DENVER—The Tenth Circuit Court of Appeals in Denver has rejected Dow Chemical Co.'s appeal of a $1.06 billion verdict in a price fixing case involving polyurethane chemicals.
In February 2013, a jury before Kansas City federal district court found Dow had participated in a conspiracy between 2000 and 2003 to fix prices for its polyurethane chemicals. Judge John W. Lungstrum ordered Dow to pay $400 million in damages.
Three months later, Longstrum rejected Dow's motion to decertify the class action suit on behalf of Dow customers, effectively ordering the company to pay $1.2 billion in damages—triple the original award—to the plaintiffs in the class action.
In July 2013, Longstrum, taking into account the payments made by other companies to avoid going to trial, reduced the class action award to $1.06 billion.
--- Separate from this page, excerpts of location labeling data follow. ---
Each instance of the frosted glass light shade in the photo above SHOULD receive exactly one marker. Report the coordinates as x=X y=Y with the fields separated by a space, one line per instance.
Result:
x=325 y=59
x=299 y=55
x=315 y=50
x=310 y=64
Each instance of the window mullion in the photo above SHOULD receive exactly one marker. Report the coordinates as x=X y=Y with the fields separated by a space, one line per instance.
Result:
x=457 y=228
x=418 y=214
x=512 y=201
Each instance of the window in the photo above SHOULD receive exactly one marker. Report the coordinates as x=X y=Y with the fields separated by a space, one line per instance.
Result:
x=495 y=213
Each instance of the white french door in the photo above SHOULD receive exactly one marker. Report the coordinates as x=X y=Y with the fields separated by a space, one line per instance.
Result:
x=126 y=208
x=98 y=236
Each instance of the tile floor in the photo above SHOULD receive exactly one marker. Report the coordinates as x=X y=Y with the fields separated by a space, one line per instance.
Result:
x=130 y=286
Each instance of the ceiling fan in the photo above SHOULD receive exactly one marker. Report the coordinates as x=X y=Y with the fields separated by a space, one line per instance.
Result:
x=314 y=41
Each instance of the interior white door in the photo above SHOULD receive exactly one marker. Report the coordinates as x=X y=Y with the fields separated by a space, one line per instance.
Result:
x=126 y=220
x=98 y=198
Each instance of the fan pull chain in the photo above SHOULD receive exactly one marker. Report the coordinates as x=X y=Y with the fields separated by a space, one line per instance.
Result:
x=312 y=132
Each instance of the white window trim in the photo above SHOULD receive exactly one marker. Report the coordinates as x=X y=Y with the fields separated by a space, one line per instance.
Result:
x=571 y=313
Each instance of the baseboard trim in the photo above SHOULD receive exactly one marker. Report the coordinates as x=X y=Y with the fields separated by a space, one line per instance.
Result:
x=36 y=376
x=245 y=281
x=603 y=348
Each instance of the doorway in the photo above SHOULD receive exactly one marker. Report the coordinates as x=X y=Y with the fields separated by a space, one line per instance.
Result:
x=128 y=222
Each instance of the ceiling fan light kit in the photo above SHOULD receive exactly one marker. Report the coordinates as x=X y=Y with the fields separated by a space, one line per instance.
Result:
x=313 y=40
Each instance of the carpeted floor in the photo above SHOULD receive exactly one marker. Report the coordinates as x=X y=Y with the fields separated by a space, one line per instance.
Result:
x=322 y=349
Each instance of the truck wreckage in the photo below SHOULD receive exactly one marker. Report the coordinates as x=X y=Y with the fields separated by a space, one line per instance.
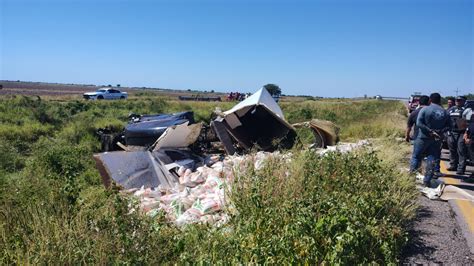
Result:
x=176 y=165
In February 2014, Lungstrum denied Dow's motion to dismiss the price-fixing claims of three groups of plaintiffs that opted out of the class action award.
Dow appealed the class action decision to the Denver appeals court on four grounds, as follows:
• That class certification was improper because common questions did not predominate over individualized questions;
• That the district court should have excluded the testimony of the plaintiffs' expert on statistics;
• That the evidence regarding liability was insufficient; and
• That the $400 million damages award was based on insufficient evidence and violated the Seventh Amendment.
In his Sept. 29 decision, Judge Robert Bachrach rejected all four arguments.
“Any impact resulting from a price-fixing conspiracy would have permeated all polyurethane transactions, causing market-wide product impact despite individualized negotiations,” Bachrach wrote.
News reports quoted Dow spokesmen as denying all allegations and saying it would consider taking the case to the U.S. Supreme Court.